Triton Inference Server

1. Overview¶

NVIDIA's general-purpose inference server
- Framework-agnostic (PyTorch, TensorFlow, ONNX, TensorRT) - Not LLM-specific, but increasingly optimized for them - Focus: Enterprise deployment, multi-model serving, complex pipelines

2. Core Architecture¶

Backend System¶

Pluggable backends for different frameworks: - Python backend (custom inference logic) - PyTorch backend (TorchScript models) - TensorRT backend (TensorRT engines) - vLLM backend (integration added 2024)

Benefit: Mix different model types in same server

Model Repository¶

Centralized model storage (local/S3/GCS/Azure)
Version management
Hot-reloading of model versions

3. LLM-Specific Features (2024-2025)¶

vLLM Backend Integration¶

Uses vLLM engine under the hood
Triton API layer on top
Get vLLM's PagedAttention + Triton's enterprise features

TensorRT-LLM Backend¶

Native integration with TensorRT-LLM engines
Maximum performance for NVIDIA GPUs
Requires pre-built TensorRT-LLM engines

4. Advanced Serving Capabilities¶

Model Ensembles¶

Multi-stage pipelines as single endpoint: - Preprocessing → Embedding → LLM → Postprocessing - Automatic scheduling between stages - Example: RAG pipeline with retrieval + generation

Dynamic Batching¶

Accumulates requests up to max batch size
Timeout-based flushing
More basic than vLLM/TGI continuous batching

Sequence Batching¶

For stateful models (e.g., streaming LLMs)
Maintains state across multiple requests
Useful for chat applications

5. Model Configuration¶

Model config.pbtxt example:

backend: "vllm"
max_batch_size: 32

instance_group [{ 
  count: 1
  kind: KIND_GPU
}]

parameters: {
  key: "max_tokens"
  value: { string_value: "2048" }
}

6. Scaling & Deployment¶

Kubernetes Native¶

Official Helm charts
Horizontal Pod Autoscaler support
Integration with Istio/Envoy for traffic management

Multi-Instance Serving¶

Multiple model instances per GPU
Rate limiting and priority queues
Request routing based on model version

7. Metrics & Observability¶

Comprehensive Monitoring:
- Prometheus metrics (latency, throughput, queue depth) - Per-model and per-version metrics - GPU utilization tracking - Inference count, batch statistics

Tracing:
- OpenTelemetry support - Request-level tracing through pipeline stages

8. Performance Optimization¶

Concurrent Model Execution¶

Multiple models on same GPU (if memory allows)
Scheduler balances execution
Useful for A/B testing

Instance Groups¶

Multiple instances of same model
Load balancing across instances
Can specify different GPUs per instance

9. Interview Q&A¶

Q: When to use Triton over vLLM/TGI?
A: When you need multi-framework support, complex model pipelines, or enterprise features (model versioning, ensembles). For pure LLM serving, vLLM/TGI are simpler.

Q: How does Triton's vLLM backend differ from standalone vLLM?
A: Same core engine, but Triton adds: model versioning, ensemble pipelines, enterprise monitoring, multi-framework support. Trade-off: extra abstraction layer with slight overhead.

Q: What's the benefit of model ensembles?
A: Single API call for multi-stage pipelines. Triton handles scheduling, batching, and data passing between stages. Reduces latency vs multiple network hops.

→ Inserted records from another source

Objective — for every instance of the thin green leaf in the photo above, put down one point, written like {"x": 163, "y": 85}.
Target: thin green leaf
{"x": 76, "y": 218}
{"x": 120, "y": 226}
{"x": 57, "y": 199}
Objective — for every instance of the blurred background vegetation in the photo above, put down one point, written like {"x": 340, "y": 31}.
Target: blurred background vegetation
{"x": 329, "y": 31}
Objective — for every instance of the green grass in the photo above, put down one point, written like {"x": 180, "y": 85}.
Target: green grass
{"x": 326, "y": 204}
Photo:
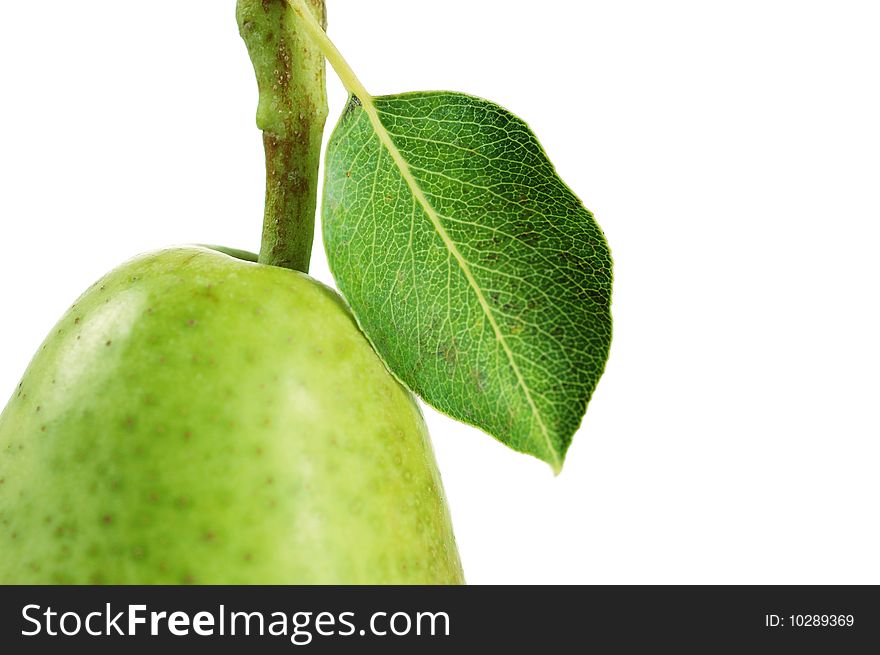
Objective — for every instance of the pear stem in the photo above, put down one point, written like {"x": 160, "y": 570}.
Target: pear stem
{"x": 291, "y": 113}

Q: How does dynamic batching work in Triton?
A: Accumulates requests for up to max_batch_size or max_delay_ms. Simpler than continuous batching (no iteration-level scheduling). Better for CV/audio models than LLMs.

Q: Why use Triton for LLMs when vLLM exists?
A: Multi-model serving (embeddings + LLM + reranker), existing NVIDIA infrastructure, need for A/B testing across model versions, enterprise governance requirements.

Q: How does Triton handle model updates?
A: Model repository polling detects new versions. Can load new version without stopping server. Traffic routing supports gradual rollout (e.g., 90% v1, 10% v2).